I am trying to do this exercise:
Consider the field extension $F/K$. Let $f(x)\in K[x]$ be a monic and irreducible polynomial of degree 3. If $\alpha, \beta, \gamma$ are three different roots of $f$ in $F$, prove that $\beta$ is a root of a polynomial of degree 2 with coefficients in $\mathbb{K}(\alpha)$.
I really do not know how to approach this problem. Some things I have thought about are:
- For $u\in\{\alpha, \beta, \gamma\}$, we have that Irr(u,K)=f(x).
- |K(u):K|=3, for $u\in\{\alpha, \beta, \gamma\}$, and $\{1,u,u^2\} $is a K-base of $K(u)$.
- If $p(x)\in {K}(\alpha)[x]$ of degree 2 is such that $p(\beta)=0$, then $Irr(\beta,K(\alpha))$ divides $g(x)$.
- Since $f(x)\in K[x]\subset K(\alpha)[x] $ and $f(\beta)=0$,$Irr(\beta,K(\alpha))$ divides $f(x)$.
- Since $f(x)$ is irreducible and of degree 3, none of the roots belong to $K$.

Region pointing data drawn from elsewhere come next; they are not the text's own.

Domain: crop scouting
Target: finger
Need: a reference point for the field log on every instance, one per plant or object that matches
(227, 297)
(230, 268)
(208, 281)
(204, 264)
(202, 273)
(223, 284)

None of these things have taken me anywhere.
Any hints for solving this problem would be very helpful. Thanks in advance.
$\beta $ is a root of $q(x)=(x-\beta)(x-\gamma)$. And $q$ is an element of $K(\alpha)[x]$ as it is the result of the long division of $f$ by $x-\alpha$ which are both elements of $K(\alpha)[x]$.